Faranah, 22 juillet 2026– Une nouvelle page de l’histoire culturelle de la Haute-Guinée s’est ouverte à Faranah avec la cérémonie de pose de la première pierre du futur Musée régional et du Centre culturel régional.
Présidée par le ministre de la Culture, du Tourisme et de l’Artisanat, Moussa Moïse Sylla, la cérémonie a réuni les autorités administratives, les élus locaux, les sages, les responsables des services de défense et de sécurité, ainsi que les représentants de l’entreprise Golf Guinea Investment (GGI), chargée de la réalisation des travaux.

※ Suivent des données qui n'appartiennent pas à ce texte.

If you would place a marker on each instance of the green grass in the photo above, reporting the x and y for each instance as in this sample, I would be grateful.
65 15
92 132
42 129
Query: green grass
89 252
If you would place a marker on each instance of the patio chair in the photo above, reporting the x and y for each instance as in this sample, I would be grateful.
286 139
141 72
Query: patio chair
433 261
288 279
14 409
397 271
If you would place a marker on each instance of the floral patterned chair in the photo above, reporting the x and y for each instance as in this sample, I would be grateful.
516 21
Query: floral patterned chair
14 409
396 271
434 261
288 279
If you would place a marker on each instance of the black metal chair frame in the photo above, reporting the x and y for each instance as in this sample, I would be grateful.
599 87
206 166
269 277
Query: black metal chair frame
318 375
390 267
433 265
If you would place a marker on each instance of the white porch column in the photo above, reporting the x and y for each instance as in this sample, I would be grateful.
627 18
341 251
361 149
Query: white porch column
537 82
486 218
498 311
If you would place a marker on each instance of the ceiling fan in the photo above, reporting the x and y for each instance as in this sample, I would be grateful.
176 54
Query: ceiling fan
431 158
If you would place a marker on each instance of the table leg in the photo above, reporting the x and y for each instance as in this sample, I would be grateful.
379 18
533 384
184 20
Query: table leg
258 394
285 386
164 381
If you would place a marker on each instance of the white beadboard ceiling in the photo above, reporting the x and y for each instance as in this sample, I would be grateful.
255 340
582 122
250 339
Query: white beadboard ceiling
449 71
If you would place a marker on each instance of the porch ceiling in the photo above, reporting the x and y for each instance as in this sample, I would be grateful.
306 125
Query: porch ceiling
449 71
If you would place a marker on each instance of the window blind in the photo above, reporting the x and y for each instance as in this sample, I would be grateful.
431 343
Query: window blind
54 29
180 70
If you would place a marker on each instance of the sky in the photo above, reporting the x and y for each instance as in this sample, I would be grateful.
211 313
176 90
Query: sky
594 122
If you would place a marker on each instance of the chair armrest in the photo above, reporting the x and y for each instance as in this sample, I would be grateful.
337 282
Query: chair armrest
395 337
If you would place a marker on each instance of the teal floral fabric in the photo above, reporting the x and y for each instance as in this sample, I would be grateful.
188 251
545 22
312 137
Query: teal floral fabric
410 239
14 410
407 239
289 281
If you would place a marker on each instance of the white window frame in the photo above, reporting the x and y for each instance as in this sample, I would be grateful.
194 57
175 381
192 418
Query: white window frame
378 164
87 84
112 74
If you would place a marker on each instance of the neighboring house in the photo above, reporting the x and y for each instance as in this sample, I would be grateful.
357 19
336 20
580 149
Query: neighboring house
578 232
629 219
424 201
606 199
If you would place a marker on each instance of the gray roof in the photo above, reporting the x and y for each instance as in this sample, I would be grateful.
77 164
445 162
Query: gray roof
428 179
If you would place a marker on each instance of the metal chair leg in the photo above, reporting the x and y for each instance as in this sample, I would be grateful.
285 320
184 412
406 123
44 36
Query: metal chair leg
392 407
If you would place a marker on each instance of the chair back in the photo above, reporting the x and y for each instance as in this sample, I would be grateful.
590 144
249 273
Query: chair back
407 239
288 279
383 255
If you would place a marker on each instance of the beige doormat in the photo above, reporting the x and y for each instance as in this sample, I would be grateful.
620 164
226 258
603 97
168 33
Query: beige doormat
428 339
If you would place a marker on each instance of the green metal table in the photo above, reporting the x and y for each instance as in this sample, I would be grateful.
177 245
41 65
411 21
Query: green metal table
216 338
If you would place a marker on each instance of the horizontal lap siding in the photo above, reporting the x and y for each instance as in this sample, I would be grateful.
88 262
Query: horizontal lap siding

Dans son allocution de bienvenue, le gouverneur de la région administrative de Faranah, le Contrôleur général de police Lamine Keïta, a salué un projet historique qui répond à une attente de longue date des populations. Il a rappelé que Faranah, riche de son patrimoine historique, culturel et touristique, dispose également d’importantes potentialités agricoles, minières, artisanales et commerciales qui contribuent au développement du pays.
Selon lui, la construction du musée et du centre culturel constitue un acte fort de préservation de la mémoire collective et de valorisation de l’identité culturelle régionale. Il a souligné que cette infrastructure offrira un cadre moderne destiné à conserver, promouvoir et transmettre le patrimoine culturel aux générations futures. Le gouverneur a également exprimé la reconnaissance des populations de Faranah au président de la République, le Général Mamadi Doumbouya, pour les réformes engagées en faveur du développement national, avant d’inviter les citoyens à s’approprier cette future infrastructure.
Au nom de Golf Guinea Investment (GGI), l’entreprise chargée de l’exécution des travaux, son représentant Thomas Cyrille Tindawo Mambingo a réaffirmé l’engagement de son groupe à livrer un ouvrage répondant aux meilleurs standards internationaux.
Il a indiqué que ce complexe culturel, d’une superficie de 11 968 m², comprendra notamment une administration, des galeries d’exposition permanentes et temporaires, une bibliothèque, des salles de conférence, des espaces d’hébergement, des ateliers, des locaux techniques, des boutiques de souvenirs, des espaces verts, des voies d’accès, des dispositifs de sécurité ainsi que des espaces de restauration.
Pour GGI, ce projet dépasse largement la simple construction d’un bâtiment. Il s’agit d’un investissement dans la mémoire nationale, l’éducation, la recherche, le tourisme culturel et le développement économique local. L’entreprise a assuré le gouvernement et les populations de son engagement à respecter les délais contractuels ainsi que les exigences de qualité et de sécurité.
Prenant la parole, le ministre de la Culture, du Tourisme et de l’Artisanat, Moussa Moïse Sylla, a donné une portée nationale à cet événement. Il a qualifié la cérémonie de « promesse faite à l’avenir », estimant que la pose de cette première pierre marque le début d’une véritable révolution culturelle en Guinée.
Le ministre a expliqué que cette initiative s’inscrit dans la vision du président Mamadi Doumbouya, qui a fait de la culture le deuxième pilier du programme Simandou 2040, considérant celle-ci comme le socle de l’identité nationale et un moteur du développement durable.
Moussa Moïse Sylla a rendu un hommage appuyé au premier président de la Guinée, Ahmed Sékou Touré, qu’il a présenté comme l’artisan du rayonnement culturel du pays à travers des institutions emblématiques telles que les Ballets Africains et les orchestres régionaux. Selon lui, l’ambition actuelle consiste à renouer avec cette dynamique afin de faire de chaque région un véritable pôle de création, de conservation et de diffusion de la culture guinéenne.
« Ce que nous faisons aujourd’hui à Faranah, après N’Zérékoré et avant d’autres régions comme Kankan, Mamou, Labé, Kindia ou Boké, n’est pas une succession de cérémonies protocolaires. C’est une révolution culturelle attendue depuis l’indépendance », a déclaré le ministre.
À travers ce vaste programme de construction de musées régionaux et de centres culturels, le gouvernement entend rapprocher les institutions culturelles des populations, sauvegarder le patrimoine national et faire de la culture un levier de cohésion sociale, d’éducation et de développement économique.
Avec cette première pierre, Faranah amorce ainsi une transformation appelée à renforcer son attractivité culturelle et touristique, tout en offrant aux générations présentes et futures un espace dédié à la mémoire, à la création artistique et à la transmission des valeurs qui fondent l’identité de la Guinée.